Each derivative object is an object of a Matlab-class provided by ADiMat.
The class overloads several operators and (re-)implements some
functions. The cellarray-indexing-operator '{n}' accesses
single, multiple or all directional derivatives in a derivative object.
Additionally a 'get()
' method is implemented, which basically does the
same job. The advantage of the 'get()
' method is, that access to all
directional derivatives is implement in a performant way. The drawback of the
get()
method is, that it implements a restricted set of adressing only.
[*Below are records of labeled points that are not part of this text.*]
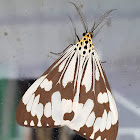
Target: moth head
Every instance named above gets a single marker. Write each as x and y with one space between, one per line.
88 35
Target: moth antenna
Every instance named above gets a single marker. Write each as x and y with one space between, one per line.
62 51
100 20
74 30
81 17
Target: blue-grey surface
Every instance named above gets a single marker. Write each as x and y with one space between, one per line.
29 30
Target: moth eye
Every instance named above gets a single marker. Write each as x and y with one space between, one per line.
84 34
91 35
84 52
85 47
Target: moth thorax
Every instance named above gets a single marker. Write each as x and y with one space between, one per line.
85 45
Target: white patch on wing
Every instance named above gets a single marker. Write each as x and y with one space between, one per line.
87 80
102 98
81 67
90 120
97 74
46 84
67 106
48 110
105 97
99 138
32 89
32 123
69 74
34 106
96 126
56 108
25 122
82 115
39 113
103 122
113 107
29 104
108 122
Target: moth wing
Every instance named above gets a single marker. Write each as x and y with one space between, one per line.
49 98
97 116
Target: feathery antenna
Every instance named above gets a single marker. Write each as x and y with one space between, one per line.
100 20
81 17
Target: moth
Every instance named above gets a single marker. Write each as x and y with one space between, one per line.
74 92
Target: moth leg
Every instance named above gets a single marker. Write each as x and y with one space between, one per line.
74 31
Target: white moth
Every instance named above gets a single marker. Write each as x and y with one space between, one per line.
74 92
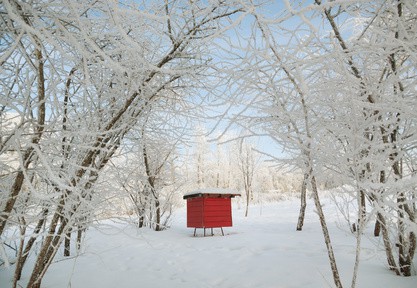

I.e., it is not possible to select the third derivative of an object and get ist
(2,3)-th element in one statement.
g_v{n}= ...;
or
t= g_v{n};
Write or read data of the n-th directional derivative
of an object 'g_v
'.
The cellarray-indexing-operator either in assigning mode or
in referencing mode is used to assign data to a directional derivative or to
read it, respectively. If the expression 'g_v{n}
' appears on
the left-hand side of an assignment the cellarray-indexing-operator is in
assigning mode. If the expression occurs on the left-hand side of an
assignment or in no assignment at all, it is treated to be in referencing
mode.
Indexing operators may be concatenated. Suppose that v is a higher
dimensional object, a vector for example. The expression
'g_v{i}(j)' accesses the j-th element of the i-th
directional derivative of the object 'g_v
'. This is possible in assigning
and in referencing mode.
The cellarray-indexing-operators are often used to do the seeding or to look
at one directional derivative. The example presented with the
createZeroGradient()
-function is repeated here to show one possible
seeding to get the desired derivatives. Remember the derivatives of interest
are the first three entries of the vector v and the scalar. Create the
derivative objects first:
>> v= [1, 2, 3, 4, 5]; % Same like 1:5
>> s= 42;
>> [g_v, g_s]= createZeroGradients(4, v, s);
The seeding is done by inserting ones at the desired positions of the
derivative objects:
>> g_v{1}(1)= 1;
>> g_v{2}(2)= 1;
>> g_v{3}(3)= 1;
>> g_s{4}= 1;
>> g_v
adderiv: number of directional derivatives: 4
1 0 0 0 0
0 1 0 0 0
0 0 1 0 0
0 0 0 0 0
>>g_s
adderiv: number of directional derivatives: 4
0
0
0
1
>>
r_i= get(g_v, index);
or
r_all= get(g_v, 'direct');
or
opt= get(g_v, optionname);
Get some or all directional derivatives of a derivative object or get values of options.
The get()
-method gets single directional
derivatives, multiple directional derivative, or all. Depending on the
underlying derivative class using get() to extract all directional derivatives
from a derivative object is more efficient, because the get()-method does not
truncate the directional derivatives when extracting them, but returns them in a
matrix.
To extract all directional derivatives from a derivative object g_v
it
is strongly advised to used r_all= get(g_v, 'direct')
. This special
form merely copies the internal matrix of the directional derivative to the
result matrix r_all
. The directional derivatives are concatenated
horizontally, if the directional derivative is one dimensional, i.e. first
order derivatives are computed, and are stored matrix-like if second order
derivatives are computed.
At last, the get()
-method enables reading of internally stored
options. To find out which options are by the derivative class, look at the
help text of get. Make sure that you preceed the name get by the correct name
of the derivative class you are using. That is, if you use the
opt_derivclass
then the command help adderiv/get
show the
correct help text. More information on the options system is available in the
section
The options system of the Matlab-class.
The example settings used in the example of the operator '{n}' are
reused here. I.e., the derivative objects g_v
and g_s
are
assumed to exist.
>> get(g_v, 1)
ans =
1 0 0 0 0
>> get(g_v, 'direct')
ans =
Columns 1 through 13
1 0 0 0 0 0 1 0 0 0 0 0 1
Columns 14 through 20
0 0 0 0 0 0 0
>>
These two examples show the fetch of the first directional derivative of
g_v
and the fetch of all directional derivatives of g_v
.
create...()
ADiMat provides some functions to easily create one or more derivative objects. The — so called — constructor functions provided, create derivative objects with all elements set to zero, the diagonal of all ojects set to one, and to create the full Jacobian.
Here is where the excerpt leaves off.